Extract the conversation backbone — then audit it with SQL
Unlike most functions here, cugraph_k_core returns edges, not scores:
the subgraph where every remaining vertex keeps at least k in-edges and
k out-edges. Because the output is reused as an edge relation, materialize it
in the local workspace; plain SQL can then verify the contract it promises:
-- Local workspace materialization; this does not write to lake.citation_network.
CREATE TABLE kcore30 AS
SELECT src, dst FROM cugraph_k_core('citation_edges', 'src', 'dst', NULL, '{"k":30}');
WITH deg AS (
SELECT v, SUM(o) AS outd, SUM(i) AS ind
FROM (SELECT src AS v, 1 AS o, 0 AS i FROM kcore30
UNION ALL
SELECT dst AS v, 0 AS o, 1 AS i FROM kcore30) u
GROUP BY v)
SELECT COUNT(*) AS vertices, MIN(outd) AS min_out, MIN(ind) AS min_in
FROM deg;
| vertices | min_out | min_in |
|---|---|---|
| 33,389 | 30 | 30 |
45.6M edges collapse to a 33k-vertex backbone of papers that both cite and are cited heavily — and the audit confirms every vertex meets the k=30 floor in both directions.
The k-core edge list comes back symmetrized: each undirected core edge
appears in both directions (2,043,052 rows here, i.e. ~1.0M undirected
edges). Note also that this per-direction floor is a stricter condition than
cugraph_core_number's in_out degree, which sums the two directions.

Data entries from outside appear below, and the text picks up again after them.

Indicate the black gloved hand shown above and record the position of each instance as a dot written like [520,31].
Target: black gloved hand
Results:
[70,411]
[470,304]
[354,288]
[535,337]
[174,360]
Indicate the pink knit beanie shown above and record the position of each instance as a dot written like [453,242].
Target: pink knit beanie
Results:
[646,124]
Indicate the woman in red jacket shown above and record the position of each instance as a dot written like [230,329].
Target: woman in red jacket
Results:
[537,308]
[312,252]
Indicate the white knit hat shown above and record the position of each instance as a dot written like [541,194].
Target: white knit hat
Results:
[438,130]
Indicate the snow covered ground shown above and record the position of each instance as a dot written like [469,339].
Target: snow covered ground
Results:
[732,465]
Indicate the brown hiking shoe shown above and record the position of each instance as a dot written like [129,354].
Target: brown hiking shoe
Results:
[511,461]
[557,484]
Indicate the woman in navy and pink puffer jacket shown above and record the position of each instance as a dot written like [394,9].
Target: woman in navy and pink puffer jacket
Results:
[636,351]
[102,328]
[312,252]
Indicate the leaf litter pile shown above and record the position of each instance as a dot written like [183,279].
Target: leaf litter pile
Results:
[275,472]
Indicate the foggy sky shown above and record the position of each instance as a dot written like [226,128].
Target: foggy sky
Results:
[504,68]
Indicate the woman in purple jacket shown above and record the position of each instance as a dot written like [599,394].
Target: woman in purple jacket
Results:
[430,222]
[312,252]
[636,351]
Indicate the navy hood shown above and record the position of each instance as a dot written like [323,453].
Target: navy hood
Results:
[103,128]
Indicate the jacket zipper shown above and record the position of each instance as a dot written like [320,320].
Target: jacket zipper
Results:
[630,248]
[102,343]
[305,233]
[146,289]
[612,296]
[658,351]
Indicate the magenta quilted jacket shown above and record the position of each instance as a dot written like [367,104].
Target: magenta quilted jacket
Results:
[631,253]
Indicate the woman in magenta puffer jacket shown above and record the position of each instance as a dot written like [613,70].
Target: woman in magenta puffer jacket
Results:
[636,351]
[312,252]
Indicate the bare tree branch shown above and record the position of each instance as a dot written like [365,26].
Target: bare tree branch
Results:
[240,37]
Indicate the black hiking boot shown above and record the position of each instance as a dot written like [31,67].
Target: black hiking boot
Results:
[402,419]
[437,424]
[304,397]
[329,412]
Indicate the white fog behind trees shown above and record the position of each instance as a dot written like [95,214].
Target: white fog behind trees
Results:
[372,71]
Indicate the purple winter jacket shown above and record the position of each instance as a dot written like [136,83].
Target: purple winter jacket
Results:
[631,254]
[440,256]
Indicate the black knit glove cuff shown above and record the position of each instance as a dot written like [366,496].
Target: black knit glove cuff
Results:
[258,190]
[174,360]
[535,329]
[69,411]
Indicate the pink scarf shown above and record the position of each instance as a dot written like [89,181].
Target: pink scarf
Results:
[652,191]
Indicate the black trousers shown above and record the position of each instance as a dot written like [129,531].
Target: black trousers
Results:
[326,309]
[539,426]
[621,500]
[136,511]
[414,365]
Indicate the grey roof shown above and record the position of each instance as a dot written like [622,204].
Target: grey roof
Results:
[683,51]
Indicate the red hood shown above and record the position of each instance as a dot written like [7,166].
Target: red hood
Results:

Chain it into the next algorithm
The materialized backbone is itself a valid edge relation, so it can feed
another cugraph_* call — a two-stage GPU pipeline held together by a local
workspace table name:
SELECT p.year, p.title
FROM cugraph_pagerank('kcore30', 'src', 'dst') r
JOIN papers p ON p.paper_id = r.vertex
ORDER BY r.value DESC
LIMIT 5;
| year | title |
|---|---|
| 2004 | Distinctive Image Features from Scale-Invariant Keypoints |
| 2014 | VERY DEEP CONVOLUTIONAL NETWORKS FOR LARGE-SCALE IMAGE RECOGNITION |
| 2005 | Histograms of oriented gradients for human detection |
| 2009 | ImageNet: A large-scale hierarchical image database |
| 2016 | Deep Residual Learning for Image Recognition |
Limitations & notes
- dry-run validates table resolution, column presence, static dtypes, and options only
- dry-run does not scan edge data, construct a graph, or prove source-vertex existence
Validate before running
Always dry-run a call before executing it. Validation checks the function, table, columns, dtypes, and options without touching the GPU:
SELECT * FROM cugraph_validate_call(
'cugraph_k_core',
'your_edges_table',
'{"src_col":"src","dst_col":"dst"}'
);
See Discovery & validation for the full cugraph_validate_call contract.